Since that legislation failed, at least 36 more people in California have lost their lives in high-speed pursuits. Disturbingly, the number of vehicle chases in California keeps growing. There were 5,895 in 2001; 6,337 in 2002; 7,203 in 2003.

In 2003, of the 7,203 chases statewide, 1,049 resulted in collisions, killing 33 and injuring 1,106. Twenty-two of those fatalities were suspects and 11 were not, according to the California Highway Patrol. (The National Highway Traffic Safety Administration reports that in 2003 California had 51 deaths and 18 were occupants of another car.)

Revised pursuit policies can significantly lower those numbers, saving families immeasurable grief.

That has been demonstrated most notably by the Los Angeles Police Department, which banned pursuits for minor infractions in 2003, after an infant boy's arm was severed in a crash resulting from a high-speed police chase in December 2002. It has since noted a substantial drop in police and bystander injuries.

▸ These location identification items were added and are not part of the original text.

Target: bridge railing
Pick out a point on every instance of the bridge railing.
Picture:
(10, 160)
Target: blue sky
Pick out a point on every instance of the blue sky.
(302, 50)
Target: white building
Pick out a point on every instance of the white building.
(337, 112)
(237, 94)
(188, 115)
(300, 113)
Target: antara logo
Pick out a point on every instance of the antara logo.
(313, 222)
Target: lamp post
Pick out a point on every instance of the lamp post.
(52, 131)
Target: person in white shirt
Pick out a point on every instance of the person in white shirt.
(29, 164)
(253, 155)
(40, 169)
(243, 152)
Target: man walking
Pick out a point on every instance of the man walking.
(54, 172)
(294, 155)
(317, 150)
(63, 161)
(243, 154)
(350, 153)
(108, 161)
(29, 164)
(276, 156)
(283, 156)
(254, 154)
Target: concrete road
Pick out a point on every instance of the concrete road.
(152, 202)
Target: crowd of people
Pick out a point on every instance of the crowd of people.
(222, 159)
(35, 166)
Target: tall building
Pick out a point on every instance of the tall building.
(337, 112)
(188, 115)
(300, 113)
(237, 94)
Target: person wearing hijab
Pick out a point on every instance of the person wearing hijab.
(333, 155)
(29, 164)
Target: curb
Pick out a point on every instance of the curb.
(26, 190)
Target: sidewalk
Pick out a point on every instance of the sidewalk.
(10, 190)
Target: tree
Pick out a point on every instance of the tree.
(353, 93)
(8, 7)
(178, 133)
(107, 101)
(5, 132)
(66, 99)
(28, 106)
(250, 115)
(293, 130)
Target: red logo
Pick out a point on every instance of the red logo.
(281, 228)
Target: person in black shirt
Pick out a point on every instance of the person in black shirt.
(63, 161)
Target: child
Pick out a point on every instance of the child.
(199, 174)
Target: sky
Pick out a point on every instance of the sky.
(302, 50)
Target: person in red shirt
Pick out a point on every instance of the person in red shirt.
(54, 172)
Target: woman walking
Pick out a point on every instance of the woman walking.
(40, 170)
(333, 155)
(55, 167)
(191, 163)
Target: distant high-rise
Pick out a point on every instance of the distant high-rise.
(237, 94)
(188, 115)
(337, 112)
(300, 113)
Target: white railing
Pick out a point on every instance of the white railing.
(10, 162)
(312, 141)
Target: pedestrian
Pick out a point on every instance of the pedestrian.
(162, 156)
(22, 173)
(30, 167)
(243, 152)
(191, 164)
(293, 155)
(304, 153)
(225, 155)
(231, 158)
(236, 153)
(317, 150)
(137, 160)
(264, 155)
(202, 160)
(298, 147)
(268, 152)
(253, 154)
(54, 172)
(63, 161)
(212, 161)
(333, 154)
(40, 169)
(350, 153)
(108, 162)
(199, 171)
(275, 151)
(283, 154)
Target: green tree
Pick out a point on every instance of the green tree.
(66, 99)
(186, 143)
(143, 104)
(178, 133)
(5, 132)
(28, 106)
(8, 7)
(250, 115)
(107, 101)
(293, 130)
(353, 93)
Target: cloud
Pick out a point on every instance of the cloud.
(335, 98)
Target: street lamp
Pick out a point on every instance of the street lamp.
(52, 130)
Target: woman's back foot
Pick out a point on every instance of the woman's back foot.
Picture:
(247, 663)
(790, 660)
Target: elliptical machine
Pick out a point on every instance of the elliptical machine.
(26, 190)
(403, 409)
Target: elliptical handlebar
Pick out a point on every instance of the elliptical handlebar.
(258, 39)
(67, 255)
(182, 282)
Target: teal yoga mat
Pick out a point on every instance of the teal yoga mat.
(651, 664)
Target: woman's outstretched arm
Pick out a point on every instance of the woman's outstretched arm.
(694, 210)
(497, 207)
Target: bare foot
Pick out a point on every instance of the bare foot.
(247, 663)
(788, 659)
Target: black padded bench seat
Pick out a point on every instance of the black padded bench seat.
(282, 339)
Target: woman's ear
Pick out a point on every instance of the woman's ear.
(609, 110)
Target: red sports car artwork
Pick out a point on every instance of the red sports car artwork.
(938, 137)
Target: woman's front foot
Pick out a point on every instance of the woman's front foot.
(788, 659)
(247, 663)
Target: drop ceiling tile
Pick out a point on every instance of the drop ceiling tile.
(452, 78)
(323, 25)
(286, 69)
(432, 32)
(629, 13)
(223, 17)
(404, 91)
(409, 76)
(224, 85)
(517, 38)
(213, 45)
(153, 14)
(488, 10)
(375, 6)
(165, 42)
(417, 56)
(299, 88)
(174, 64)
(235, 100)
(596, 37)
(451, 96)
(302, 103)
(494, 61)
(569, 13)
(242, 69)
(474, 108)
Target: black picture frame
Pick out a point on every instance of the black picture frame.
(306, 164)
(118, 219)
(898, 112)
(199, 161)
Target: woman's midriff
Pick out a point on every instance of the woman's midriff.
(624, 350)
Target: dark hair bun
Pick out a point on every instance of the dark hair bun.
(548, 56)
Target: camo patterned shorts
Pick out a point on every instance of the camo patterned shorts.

Authorities investigating the brief high-speed pursuit that resulted in the death of Stephen Aguirre, 39, of Camarillo, on Sunday say they are reviewing the Ventura County Sheriff's Department policy on chases.

Mr. Aguirre, a father of six, was on his way to practice hitting balls at a golf course when a driver fleeing sheriff's deputies broadsided his car on Carmen Drive in Camarillo. The chase ended just 90 seconds after it began.

A high-speed pursuit involving the CHP resulted in the death of Jessica Mohorko, 18, of Oxnard, on March 23, 2002. In her case, a Ventura County district attorney report concluded a CHP officer erred by speeding down a residential street at night with no lights or sirens, resulting in the crash.

Andrew Dawson, an attorney representing the Mohorko family, told The Star in 2003: "Under their (the CHP's) pursuit policies, they don't draw a distinction between chasing someone with a taillight being out and a terrorist. The way it stands now, a police officer can go a hundred miles an hour without their lights and sirens on into a schoolyard chasing someone. How can that be right?"

The CHP's response: There's nothing wrong with our policies.

Sens. Aanestad and Romero's legislation is called "Kristie's Law," after Kristie Priano, 15, of Chico, who was killed in January 2002 during a police pursuit. Another 15-year-old girl who had stolen her mother's SUV crashed into the Priano family van. The Priano family does not want anyone to experience their nightmare.

People can argue that those who flee police are responsible for these tragic crashes. That is true. However, law enforcement, and now the Legislature, must ensure that police pursue suspects in the safest manner possible.

That doesn't mean every tragic accident will be avoided, but as demonstrated in Los Angeles, it means there will be fewer of them.